As substantive public policy, the Fiscal Year 2013 budget proposal the White House will unveil today is a completely meaningless nonstarter. But as a move in the never-ending Washington chess game it counts for something. In particular, based on the previews that have been offered, the proposal seems like a major step backward for the administration’s traditional strategy of entering negotiations with a low bid in the hopes that this will brand them as “reasonable.” The key point here is the way the proposal treats spending cuts that have already been agreed to by Congress and the administration.

To understand why this matters, we must return to the Great Debt Ceiling Charade of 2011. For somewhat obscure reasons, both the Obama administration and the congressional GOP leadership decided that the must-pass debt ceiling bill of 2011 was a good vehicle in which to undertake long-term budget reform. The administration, as the reasonable party, wanted to agree to a deal that was mostly spending cuts but also included some revenues. Republicans’ stated position heading into the 2000, 2002, 2004, 2006, 2008, and 2010 elections was that the correct ratio involved zero hikes. For several months, everyone then pretended not to know that the GOP would insist on zero and we had a lot of debates about the correct ratio. Then in the end it turned out that the GOP would insist on zero, so the administration agreed to an all-cuts package, substituting reduced defense spending for higher taxes as the concession made by Republicans. The important thing moving forward is that in this budget proposal, Obama says we should look at those already agreed to cuts as counting toward the ratio of cuts to taxes in his deficit proposal. In other words, his long-standing tax proposals aren’t balanced out by gigantic new proposals for cutting spending. He’s saying that on a forward-looking basis the ratio of revenue increases to spending cuts can be pretty high since many spending cuts have already been agreed to.

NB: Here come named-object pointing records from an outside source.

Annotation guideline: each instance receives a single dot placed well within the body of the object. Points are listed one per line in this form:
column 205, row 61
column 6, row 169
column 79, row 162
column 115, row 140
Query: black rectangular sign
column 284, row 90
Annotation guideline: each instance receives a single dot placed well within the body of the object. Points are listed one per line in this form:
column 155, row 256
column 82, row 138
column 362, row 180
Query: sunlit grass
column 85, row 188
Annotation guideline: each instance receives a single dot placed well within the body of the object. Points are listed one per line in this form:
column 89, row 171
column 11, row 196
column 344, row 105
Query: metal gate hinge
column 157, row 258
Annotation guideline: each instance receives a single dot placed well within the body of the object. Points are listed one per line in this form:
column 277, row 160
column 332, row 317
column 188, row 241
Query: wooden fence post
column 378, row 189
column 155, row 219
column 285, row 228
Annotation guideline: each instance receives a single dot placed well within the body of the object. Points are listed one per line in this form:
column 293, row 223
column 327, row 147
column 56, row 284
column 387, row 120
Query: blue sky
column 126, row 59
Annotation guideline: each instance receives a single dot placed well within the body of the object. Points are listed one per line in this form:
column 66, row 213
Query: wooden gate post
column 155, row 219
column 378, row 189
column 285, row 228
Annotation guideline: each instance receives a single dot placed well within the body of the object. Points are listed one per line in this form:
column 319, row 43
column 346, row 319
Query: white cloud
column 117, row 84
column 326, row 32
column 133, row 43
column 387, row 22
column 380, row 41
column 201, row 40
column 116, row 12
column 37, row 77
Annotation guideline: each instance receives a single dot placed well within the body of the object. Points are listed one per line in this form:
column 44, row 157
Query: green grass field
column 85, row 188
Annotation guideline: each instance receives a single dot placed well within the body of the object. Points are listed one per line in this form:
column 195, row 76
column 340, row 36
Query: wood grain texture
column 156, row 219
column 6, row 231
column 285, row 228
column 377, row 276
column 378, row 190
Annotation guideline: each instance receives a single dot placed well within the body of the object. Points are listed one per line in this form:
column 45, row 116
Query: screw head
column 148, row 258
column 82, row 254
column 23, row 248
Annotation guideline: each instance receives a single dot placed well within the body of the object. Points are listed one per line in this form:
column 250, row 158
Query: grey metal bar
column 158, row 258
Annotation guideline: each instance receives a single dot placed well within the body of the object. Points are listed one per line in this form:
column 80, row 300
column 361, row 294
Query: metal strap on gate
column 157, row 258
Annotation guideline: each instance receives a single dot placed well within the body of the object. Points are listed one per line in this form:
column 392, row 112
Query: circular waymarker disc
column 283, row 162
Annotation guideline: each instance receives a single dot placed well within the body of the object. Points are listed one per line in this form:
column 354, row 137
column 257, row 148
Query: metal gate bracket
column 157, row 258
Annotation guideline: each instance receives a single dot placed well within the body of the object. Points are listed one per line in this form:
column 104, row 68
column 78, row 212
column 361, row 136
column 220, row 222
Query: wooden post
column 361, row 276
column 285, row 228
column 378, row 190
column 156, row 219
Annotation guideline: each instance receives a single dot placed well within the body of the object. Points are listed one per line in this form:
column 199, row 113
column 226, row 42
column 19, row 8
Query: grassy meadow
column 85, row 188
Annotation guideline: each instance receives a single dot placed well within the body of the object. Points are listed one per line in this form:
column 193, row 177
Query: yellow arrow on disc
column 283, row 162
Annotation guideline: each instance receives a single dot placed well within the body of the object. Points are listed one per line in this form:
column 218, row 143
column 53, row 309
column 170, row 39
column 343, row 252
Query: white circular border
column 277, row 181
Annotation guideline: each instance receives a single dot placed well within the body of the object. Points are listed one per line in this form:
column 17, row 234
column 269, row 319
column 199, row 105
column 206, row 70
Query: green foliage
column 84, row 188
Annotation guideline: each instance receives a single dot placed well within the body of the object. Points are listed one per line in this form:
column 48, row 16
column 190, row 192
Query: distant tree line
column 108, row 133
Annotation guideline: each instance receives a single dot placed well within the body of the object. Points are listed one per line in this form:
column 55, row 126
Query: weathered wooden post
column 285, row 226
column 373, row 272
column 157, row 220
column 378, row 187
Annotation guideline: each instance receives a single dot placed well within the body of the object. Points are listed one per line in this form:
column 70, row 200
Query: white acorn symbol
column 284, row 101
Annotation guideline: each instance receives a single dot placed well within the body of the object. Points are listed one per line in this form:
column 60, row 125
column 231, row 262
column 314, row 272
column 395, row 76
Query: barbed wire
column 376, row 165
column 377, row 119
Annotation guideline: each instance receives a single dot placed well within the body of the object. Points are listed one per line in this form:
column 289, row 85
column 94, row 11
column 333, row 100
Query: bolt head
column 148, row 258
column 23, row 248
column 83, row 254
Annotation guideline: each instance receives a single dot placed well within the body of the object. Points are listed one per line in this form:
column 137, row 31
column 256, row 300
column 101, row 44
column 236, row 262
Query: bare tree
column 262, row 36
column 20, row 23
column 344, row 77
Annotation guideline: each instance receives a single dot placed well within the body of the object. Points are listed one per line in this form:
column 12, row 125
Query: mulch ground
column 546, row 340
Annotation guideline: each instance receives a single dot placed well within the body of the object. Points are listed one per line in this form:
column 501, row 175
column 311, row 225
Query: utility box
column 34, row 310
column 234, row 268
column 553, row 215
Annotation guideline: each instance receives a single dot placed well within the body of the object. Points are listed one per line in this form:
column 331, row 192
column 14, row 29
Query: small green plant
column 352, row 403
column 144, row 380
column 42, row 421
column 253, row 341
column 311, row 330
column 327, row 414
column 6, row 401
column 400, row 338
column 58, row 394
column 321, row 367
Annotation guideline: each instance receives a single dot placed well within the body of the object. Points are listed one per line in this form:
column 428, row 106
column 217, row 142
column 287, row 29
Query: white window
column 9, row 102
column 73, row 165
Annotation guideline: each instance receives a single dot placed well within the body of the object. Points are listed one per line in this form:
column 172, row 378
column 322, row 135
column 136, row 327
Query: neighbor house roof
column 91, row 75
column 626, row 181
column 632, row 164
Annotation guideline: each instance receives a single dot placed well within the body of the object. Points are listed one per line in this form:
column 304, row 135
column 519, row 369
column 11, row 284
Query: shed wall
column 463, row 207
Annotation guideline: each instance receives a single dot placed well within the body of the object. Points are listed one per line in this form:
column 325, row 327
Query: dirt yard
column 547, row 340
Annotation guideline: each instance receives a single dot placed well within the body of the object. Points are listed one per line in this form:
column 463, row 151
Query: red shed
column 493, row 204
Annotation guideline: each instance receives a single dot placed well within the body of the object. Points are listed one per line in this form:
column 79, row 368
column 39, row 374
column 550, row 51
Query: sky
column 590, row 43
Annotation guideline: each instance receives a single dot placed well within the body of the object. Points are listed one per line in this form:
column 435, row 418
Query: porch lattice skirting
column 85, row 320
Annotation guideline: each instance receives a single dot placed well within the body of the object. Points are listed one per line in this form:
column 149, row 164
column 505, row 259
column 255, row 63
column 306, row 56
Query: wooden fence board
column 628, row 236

This is, obviously, not a serious effort to get the GOP to sign on to a compromise. It’s a recognition that efforts to get the GOP to sign on to a compromise have failed. The 2012 elections, rather than a congressional debate, will settle the fate of the Bush tax cuts. President Romney or President Santorum will extend them, and then try to add on new tax cuts. A re-elected President Obama will partially rescind them. Congress isn’t going to decide anything this year.

Correction, 10:08 a.m.: The initial version of this article contained a typo that mis-described the Republicans’ stated position as favoring “zero tax cuts.”